Jokes aside, I wish to provide a bit more serious answer about what I like about my job as a mathematics educator and researcher. It is an opportunity to extend my understanding of mathematics. And there is always an opportunity to understand further the mathematics you already know, or think you know.
In the following I exemplify what I mean.
What functions are invertible? That is, what conditions are required for a function to have an inverse? I invite the readers to think of their own answer before reading further.
This rather simple question – where an answer is available for a high school student – resulted in a major disagreement between myself and a very respected and knowledgeable colleague. While I claimed furiously that in order to have an inverse, a function has to be one-to-one (injective) and onto (surjective), my colleague claimed passionately that only injectivity is required. Note that as of the moment of writing this note, AI agrees with me, but our disagreement took place before AI became the ultimate tie breaker, and there are multiple resources, including textbooks, that support either case. So what’s the deal? Or, who is right?
This reminds me of an old parable of two fellows approaching a rabbi, seeking his ruling on their conflicting arguments. The rabbi listens carefully to the first fellow, and tells him, “You are right.” Then he listens to the second fellow and also tells him, “You are right”. A third fellow, who witnessed the event, approaches the rabbi in bewilderment and suggests, “They are presenting contradictory views, they cannot both be right!” To which the rabbi responds, “Indeed, you are right, but…”.

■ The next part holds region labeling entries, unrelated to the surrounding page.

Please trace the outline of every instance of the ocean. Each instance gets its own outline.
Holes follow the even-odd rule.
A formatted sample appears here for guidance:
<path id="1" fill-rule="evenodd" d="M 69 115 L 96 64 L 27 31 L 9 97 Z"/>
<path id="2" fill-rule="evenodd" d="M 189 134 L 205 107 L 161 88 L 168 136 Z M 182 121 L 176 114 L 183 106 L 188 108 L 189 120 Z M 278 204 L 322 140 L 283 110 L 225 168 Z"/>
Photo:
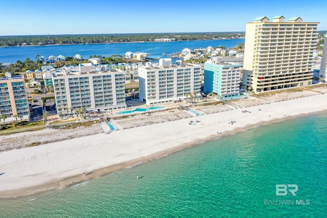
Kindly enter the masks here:
<path id="1" fill-rule="evenodd" d="M 326 217 L 326 113 L 260 126 L 62 190 L 0 200 L 0 216 Z"/>
<path id="2" fill-rule="evenodd" d="M 149 57 L 170 57 L 170 54 L 181 52 L 185 48 L 190 49 L 205 49 L 208 46 L 213 47 L 222 46 L 235 47 L 240 43 L 244 43 L 245 39 L 224 39 L 197 41 L 178 41 L 160 42 L 131 42 L 109 44 L 90 44 L 58 45 L 48 46 L 26 46 L 18 47 L 0 47 L 0 63 L 14 63 L 19 60 L 24 61 L 26 58 L 35 60 L 37 55 L 46 58 L 51 55 L 72 57 L 78 54 L 82 58 L 88 59 L 90 55 L 102 55 L 110 57 L 112 55 L 121 55 L 123 56 L 127 52 L 133 53 L 146 52 Z M 166 53 L 166 56 L 162 54 Z"/>

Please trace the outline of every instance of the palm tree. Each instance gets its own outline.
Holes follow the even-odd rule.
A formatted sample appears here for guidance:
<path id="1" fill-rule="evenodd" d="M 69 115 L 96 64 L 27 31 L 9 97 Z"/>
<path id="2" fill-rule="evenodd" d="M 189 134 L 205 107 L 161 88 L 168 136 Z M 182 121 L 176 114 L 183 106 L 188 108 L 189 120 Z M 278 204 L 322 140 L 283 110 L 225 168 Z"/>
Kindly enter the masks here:
<path id="1" fill-rule="evenodd" d="M 6 119 L 7 119 L 7 116 L 5 115 L 1 115 L 1 118 L 2 119 L 3 119 L 4 120 L 4 126 L 5 126 L 5 125 L 6 124 L 6 123 L 5 123 L 5 120 L 6 120 Z"/>
<path id="2" fill-rule="evenodd" d="M 43 117 L 43 121 L 44 123 L 44 126 L 45 126 L 46 124 L 46 117 L 48 117 L 48 111 L 45 111 L 42 117 Z"/>

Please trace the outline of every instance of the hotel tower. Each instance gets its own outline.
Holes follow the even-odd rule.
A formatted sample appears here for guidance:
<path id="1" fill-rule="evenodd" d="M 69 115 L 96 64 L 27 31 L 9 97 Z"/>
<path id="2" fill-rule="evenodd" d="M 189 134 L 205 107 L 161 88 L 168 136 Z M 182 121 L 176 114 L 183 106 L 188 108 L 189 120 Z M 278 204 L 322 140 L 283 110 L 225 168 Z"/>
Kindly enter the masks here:
<path id="1" fill-rule="evenodd" d="M 246 23 L 243 84 L 253 91 L 312 83 L 319 23 L 284 19 L 259 17 Z"/>

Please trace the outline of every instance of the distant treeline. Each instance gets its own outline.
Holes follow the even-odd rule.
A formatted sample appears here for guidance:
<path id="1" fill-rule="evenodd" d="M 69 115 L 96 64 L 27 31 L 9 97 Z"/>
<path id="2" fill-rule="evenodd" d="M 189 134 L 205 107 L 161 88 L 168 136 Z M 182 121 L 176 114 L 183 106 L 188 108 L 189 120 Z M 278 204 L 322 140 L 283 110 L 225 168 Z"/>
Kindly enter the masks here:
<path id="1" fill-rule="evenodd" d="M 244 37 L 245 32 L 137 33 L 115 34 L 81 34 L 43 36 L 0 36 L 0 46 L 46 44 L 93 44 L 138 41 L 152 41 L 158 38 L 175 38 L 176 41 L 207 40 L 220 37 L 226 39 Z"/>

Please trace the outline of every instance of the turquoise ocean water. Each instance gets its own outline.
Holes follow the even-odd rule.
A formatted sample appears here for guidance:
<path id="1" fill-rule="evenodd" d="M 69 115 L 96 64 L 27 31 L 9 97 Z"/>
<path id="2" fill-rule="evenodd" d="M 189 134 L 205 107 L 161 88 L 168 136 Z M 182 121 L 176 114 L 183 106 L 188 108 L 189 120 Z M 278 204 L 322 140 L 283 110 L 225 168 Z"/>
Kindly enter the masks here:
<path id="1" fill-rule="evenodd" d="M 151 58 L 169 58 L 170 54 L 181 52 L 185 48 L 190 49 L 206 48 L 211 45 L 214 47 L 222 46 L 235 47 L 240 43 L 244 43 L 245 39 L 223 39 L 217 40 L 178 41 L 161 42 L 132 42 L 111 44 L 70 44 L 50 46 L 28 46 L 19 47 L 0 47 L 0 63 L 16 63 L 17 60 L 24 61 L 26 58 L 34 61 L 36 55 L 44 56 L 51 55 L 72 57 L 77 54 L 84 59 L 90 55 L 102 55 L 109 57 L 111 55 L 125 56 L 127 52 L 146 52 Z M 162 53 L 166 53 L 163 56 Z M 176 60 L 175 59 L 174 60 Z M 173 61 L 174 62 L 174 61 Z"/>
<path id="2" fill-rule="evenodd" d="M 1 200 L 0 217 L 327 217 L 326 136 L 327 114 L 261 126 L 61 190 Z M 276 184 L 296 184 L 297 195 L 276 196 Z"/>

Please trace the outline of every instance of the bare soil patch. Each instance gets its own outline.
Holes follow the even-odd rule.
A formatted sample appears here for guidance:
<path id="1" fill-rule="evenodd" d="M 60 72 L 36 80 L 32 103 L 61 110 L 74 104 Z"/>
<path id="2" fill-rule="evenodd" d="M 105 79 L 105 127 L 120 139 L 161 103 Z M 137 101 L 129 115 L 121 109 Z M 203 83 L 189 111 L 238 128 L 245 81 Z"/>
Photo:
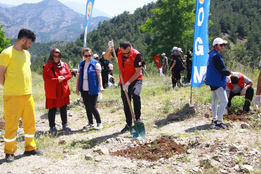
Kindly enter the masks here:
<path id="1" fill-rule="evenodd" d="M 185 154 L 184 147 L 171 139 L 157 139 L 140 147 L 120 149 L 111 155 L 122 156 L 136 160 L 157 161 L 160 158 L 168 159 L 176 154 Z"/>
<path id="2" fill-rule="evenodd" d="M 224 116 L 223 117 L 225 118 L 230 121 L 232 122 L 247 122 L 250 121 L 250 119 L 248 118 L 248 116 L 246 114 L 243 114 L 236 115 L 232 114 L 228 115 L 226 116 Z"/>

Back to conditions for function invertibility, the “right” view depends on the (implied) definition for a function. In fact, there are two, slightly different, but both accepted in the mathematical community definitions. One is the “ordered pairs definition”, that is, a function is a set of ordered pairs that is univalent. The meaning of univalence is that an element cannot appear in the first place in more than one ordered pair. Formally, if (a,b) \in f and (a,c) \in f then b=c. Another is the “triple definition”, that is, a function as a triple (F, A, B), where A and B are sets and F is a univalent set of ordered pairs (x,y) where x \in A and y \in B. That is, for all x in A there exists a unique y in B (univalent) such that (x,y) is a member of F. The set A is the domain of the function, B is the codomain.
While the similarity is evident, a notable difference is explicit mention of domain and codomain in the “triple definition”. As such, adopting (even implicitly) the latter definition requires bijection (both injection and surjection) for function invertibility, while in adopting the “ordered pairs definition” injection is sufficient for the existence of inverse.
These issues are explored and nicely exemplified in Mirin, Milner, Wasserman, and Weber, K. (2020) (ask me for a copy if you cannot obtain it easily!). In fact, this article suggests to “see Zazkis & Marmur (2018), for a more thorough explanation”.
That is where the disagreement, between the authors and the editor, regarding the requirement for invertibility started, and the parties respectfully agreed to disagree. Of interest, my informal investigation – which consisted of asking several colleagues-mathematicians – suggested that people mathematically-educated in North America tend to claim that injection is a sufficient requirement, while those mathematically-educated in Europe tend towards bijection. Do you confirm this observation?
Finally,
Are these two functions equivalent?
g: R→R, where g(x) = x2
h: R→[0, ∞), where h(x) = x2
References:
Mirin, A., Milner, F., Wasserman, N., & Weber, K. (2020). On two definitions of ‘function’. For the learning of mathematics, 41(3), 21-24.
Zazkis R. & Marmur O. (2018). Groups to the rescue: responding to situations of contingency. In Wasserman, N. (Ed.) Connecting Abstract Algebra to Secondary Mathematics, for Secondary Mathematics Teachers, 363—381. Springer.